La acusación sostiene que los funcionarios presuntamente habrían protegido operaciones del Cártel de Sinaloa a cambio de sobornos y respaldo político. También les atribuye una supuesta participación en una conspiración para introducir narcóticos a Estados Unidos.
El propio Departamento de Justicia advierte que los cargos son únicamente acusaciones y que todos los señalados deben considerarse inocentes mientras no se demuestre lo contrario. Rocha Moya e Inzunza han rechazado públicamente los señalamientos.

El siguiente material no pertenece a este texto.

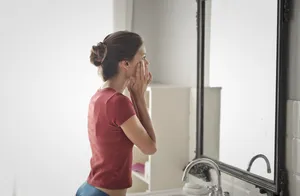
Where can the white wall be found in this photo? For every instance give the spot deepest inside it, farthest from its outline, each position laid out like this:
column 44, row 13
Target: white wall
column 169, row 31
column 144, row 17
column 46, row 82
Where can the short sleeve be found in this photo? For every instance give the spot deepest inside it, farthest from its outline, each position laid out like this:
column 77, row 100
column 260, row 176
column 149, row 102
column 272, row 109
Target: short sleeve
column 119, row 109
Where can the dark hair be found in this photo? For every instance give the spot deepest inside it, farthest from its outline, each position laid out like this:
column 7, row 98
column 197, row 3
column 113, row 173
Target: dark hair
column 116, row 47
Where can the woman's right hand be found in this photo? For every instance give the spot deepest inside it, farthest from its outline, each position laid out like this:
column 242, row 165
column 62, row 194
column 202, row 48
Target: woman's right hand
column 138, row 84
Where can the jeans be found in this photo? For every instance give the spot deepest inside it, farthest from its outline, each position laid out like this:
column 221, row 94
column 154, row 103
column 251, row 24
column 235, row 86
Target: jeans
column 88, row 190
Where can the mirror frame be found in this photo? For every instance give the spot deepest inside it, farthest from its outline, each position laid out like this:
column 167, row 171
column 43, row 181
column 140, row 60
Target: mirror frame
column 278, row 185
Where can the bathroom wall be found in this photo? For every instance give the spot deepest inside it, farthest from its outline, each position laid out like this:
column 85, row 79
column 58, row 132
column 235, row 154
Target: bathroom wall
column 165, row 29
column 169, row 30
column 46, row 82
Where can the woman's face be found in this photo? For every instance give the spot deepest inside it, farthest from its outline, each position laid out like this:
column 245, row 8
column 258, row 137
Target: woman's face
column 140, row 57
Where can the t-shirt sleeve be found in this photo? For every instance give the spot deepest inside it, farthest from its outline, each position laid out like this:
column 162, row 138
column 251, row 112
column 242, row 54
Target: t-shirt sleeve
column 119, row 109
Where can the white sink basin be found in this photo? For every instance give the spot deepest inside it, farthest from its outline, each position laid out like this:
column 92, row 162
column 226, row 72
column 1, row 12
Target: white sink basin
column 171, row 192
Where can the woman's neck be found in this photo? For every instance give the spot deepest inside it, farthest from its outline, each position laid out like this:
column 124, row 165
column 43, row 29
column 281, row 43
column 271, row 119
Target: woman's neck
column 119, row 84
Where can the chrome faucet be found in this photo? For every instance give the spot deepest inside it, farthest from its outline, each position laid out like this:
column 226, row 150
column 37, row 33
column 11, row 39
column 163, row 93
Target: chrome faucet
column 215, row 190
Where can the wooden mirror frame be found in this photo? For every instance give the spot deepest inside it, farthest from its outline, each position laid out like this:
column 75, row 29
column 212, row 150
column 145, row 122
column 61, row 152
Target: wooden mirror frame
column 278, row 185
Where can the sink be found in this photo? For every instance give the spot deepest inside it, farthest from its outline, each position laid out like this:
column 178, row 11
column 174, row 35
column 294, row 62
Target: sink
column 170, row 192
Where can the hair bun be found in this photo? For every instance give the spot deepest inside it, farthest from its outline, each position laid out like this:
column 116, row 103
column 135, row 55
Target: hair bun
column 98, row 54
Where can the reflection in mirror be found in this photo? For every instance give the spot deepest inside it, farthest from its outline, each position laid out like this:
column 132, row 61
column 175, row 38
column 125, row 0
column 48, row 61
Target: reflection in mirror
column 240, row 85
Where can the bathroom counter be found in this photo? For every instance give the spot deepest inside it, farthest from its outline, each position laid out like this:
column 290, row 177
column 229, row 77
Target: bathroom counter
column 170, row 192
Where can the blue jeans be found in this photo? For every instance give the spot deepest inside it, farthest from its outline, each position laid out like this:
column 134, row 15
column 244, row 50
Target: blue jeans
column 88, row 190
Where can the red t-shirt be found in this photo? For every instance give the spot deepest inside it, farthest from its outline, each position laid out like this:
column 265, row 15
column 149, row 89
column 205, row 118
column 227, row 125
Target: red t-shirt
column 111, row 160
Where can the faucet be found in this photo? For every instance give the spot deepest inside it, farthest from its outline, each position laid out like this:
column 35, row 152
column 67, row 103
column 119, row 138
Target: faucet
column 215, row 190
column 259, row 156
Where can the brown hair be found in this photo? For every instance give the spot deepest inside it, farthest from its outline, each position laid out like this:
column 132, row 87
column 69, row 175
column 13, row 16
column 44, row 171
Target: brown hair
column 116, row 47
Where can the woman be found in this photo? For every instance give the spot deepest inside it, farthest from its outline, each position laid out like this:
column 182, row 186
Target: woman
column 115, row 123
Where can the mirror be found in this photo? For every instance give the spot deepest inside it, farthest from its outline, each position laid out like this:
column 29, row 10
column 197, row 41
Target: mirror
column 242, row 87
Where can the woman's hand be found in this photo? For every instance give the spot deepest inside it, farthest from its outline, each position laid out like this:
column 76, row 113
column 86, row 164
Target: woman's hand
column 138, row 84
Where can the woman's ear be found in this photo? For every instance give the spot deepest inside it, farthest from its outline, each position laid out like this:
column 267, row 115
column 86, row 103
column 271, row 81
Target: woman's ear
column 124, row 64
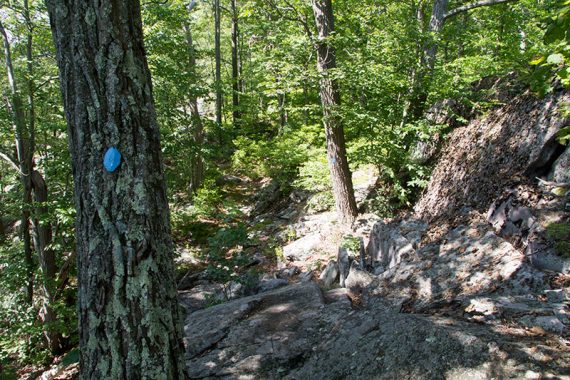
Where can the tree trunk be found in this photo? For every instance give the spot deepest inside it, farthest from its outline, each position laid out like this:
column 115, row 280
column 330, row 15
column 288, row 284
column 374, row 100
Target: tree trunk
column 218, row 68
column 420, row 87
column 129, row 318
column 42, row 234
column 196, row 161
column 330, row 98
column 235, row 65
column 439, row 15
column 24, row 163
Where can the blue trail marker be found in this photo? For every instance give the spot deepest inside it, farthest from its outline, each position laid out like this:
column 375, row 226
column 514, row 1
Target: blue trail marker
column 112, row 159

El segundo expediente involucra a Hilda Araceli Brown Figueredo, exalcaldesa morenista de Playas de Rosarito y posteriormente diputada federal.
En septiembre de 2025, la Oficina de Control de Activos Extranjeros del Departamento del Tesoro incluyó a Brown entre las personas sancionadas por supuestamente actuar en beneficio de una estructura vinculada con “Los Mayos”.
El Tesoro afirmó que operadores criminales habrían ejercido influencia sobre áreas del Ayuntamiento de Rosarito y que Brown presuntamente colaboró en actividades de extorsión y protección institucional. Las sanciones implicaron el bloqueo de bienes sujetos a jurisdicción estadounidense y restricciones para realizar operaciones con ciudadanos y empresas de ese país.
Estos expedientes no demuestran por sí mismos que Morena, como organización política, participe institucionalmente en actividades ilícitas. Sí revelan, sin embargo, que figuras relevantes surgidas de sus filas enfrentan acusaciones oficiales que ameritan transparencia, investigación y rendición de cuentas.
La pregunta central no es solamente quién aparece señalado, sino qué mecanismos internos existen para investigar a sus militantes, impedir redes de protección y garantizar que el poder político no interfiera con la justicia.
Fuentes principales: acusación del Departamento de Justicia de Estados Unidos y comunicado de sanciones del Departamento del Tesoro.